Kasım ayına girerken global piyasalar ve Türkiye
Eylül ayından beri haber akışı hızlanırken görece zor bir ekim ayını bitirip daha zor bir kasım ayına giriyoruz. ABD tarafından FED ile ilgili haber akışı hem politika adımları hem yeni Başkan adına tartışmalarla gündemin ana maddesi olurken Dolar Endeksi'ne ABD tahvil faizlerinde yukarı yönlü hareketler ve bu hareketlerin devam potansiyeli ile kasım ayına giriyoruz. FED'in bundan sonra yeni Başkan ve yeni üyelerle nasıl bir yol haritası izleyeceği, diğer gelişmeler dışında ABD varlıklarının ve Dolar'ın global seyrini belirleyecek gibi görünüyor. Özetle bu süreçte FED çok daha uzun bir süre baş aktör olmaya devam edecek. ECB'nin ekim hamlesi ve açıklamalar; parasal genişleme noktasında alım miktarı 2018'den itibaren azalacak olsa da belirgin bir şekilde ECB'nin genişlemeci politikasını korumaya dönük olduğunu bize gösterdi. Siyasal, finansal ve bankacılık adına hala önemli riskleri içinde barındıran AB yapısı mevcut görünümden kalıcı pozitif görünüme geçmedikçe ECB en azından kademeli ve gayet ölçülü adımlarla ilerleyecek, Japonya ise aynen devam diyerek risk iştahı konusunda olası şahin bir FED'de karşı ECB ile birlikte dengeleyici olmaya devam ediyor.

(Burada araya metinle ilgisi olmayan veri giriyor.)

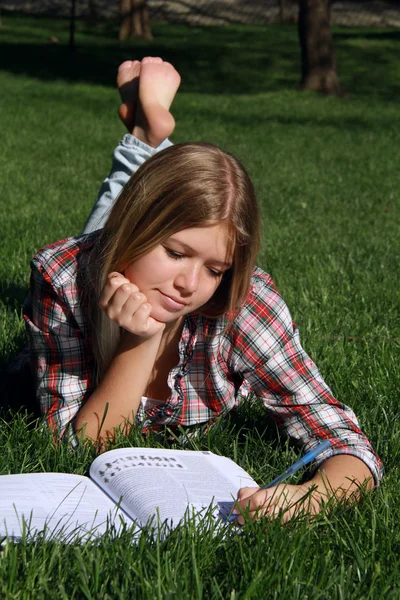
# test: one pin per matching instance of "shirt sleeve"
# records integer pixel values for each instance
(126, 159)
(270, 357)
(61, 354)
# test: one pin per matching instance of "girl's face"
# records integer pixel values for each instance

Özetle ekstra şahin bir FED olmadıkça ve diğer dinamikler Dolar endeksi ve ABD 10 yıllık tahvil faizlerinde beklenenin ötesinde yukarı yönlü agresif değişimler getirmedikçe ara ara düzeltmeler gelse de risk iştahı ortamının özellikle gelişen ülkeler tarafına manevra alanı vermeye edebileceğini söyleyebiliriz. Yine de temkinli iyimserlik adına Dolar Endeksi tarafında 95.00-97.00 üstüne geçerek tekrar 100.00'lere doğru, ABD 10 yıllıklarda da % 2.50-2.70 aralığını geçerek tekrar % 3.00'lere doğru gitme potansiyel risklerine karşı temkinli stratejileri korumak gerekecektir. Türkiye tarafında ise, Dolar Endeksi ve ABD tahvillerinin yükselmesine ek olarak, yüksek enflasyon tedirginliği, siyasi-jeopolitik risk ajandasının geçirdiği ek risklerin faiz-kur tarafını baskıladığını ve gösterge tahvil faizlerinde son 10 senenin kritik eşiği olan % 12-13 aralığına gelinirken, dolar-TL tarafında ise 2017 Ocak sonu Şubat başı fiyatlaması olan ve TCMB sahaya indiği 3.65-3.85 aralığına hatta tüm zamanların rekorunu da içine katarak 3.64-3.94 aralığına gelindiğini görmekteyiz. Faiz ve kur tarafındaki bu görünüm TCMB adına sıkı duruşu perçinlerken, yeni bir olası adım adına temkinli bir şekilde izlenecektir. Son enflasyon raporu ile birlikte TCMB sıkı duruşunu bir bakıma enflasyon çıpasına bağlayarak kendisine önemli bir manevra alanı da kazanmış görünüyor. BIST-100 Endeksi ise yükselen kur ve dolar bazlı ucuzlamanın getirdiği manevra alanı, bilanço sezonu, KGF desteği, yerli araba süreci ve global borsaların pozitif tarafta kalmasına fırsat bilerek faiz-kur hareketlerinden bağımsız yükselişini sürdürüyor. Dolar bazlı 3.00-3.30 hedef olarak masada kalırken, TL bazlı 110.000-111.000 bandı üzerinde kaldıkça ilk etapta 113.000-115.000 aralığı potansiyel hedef olmaya devam edecektir.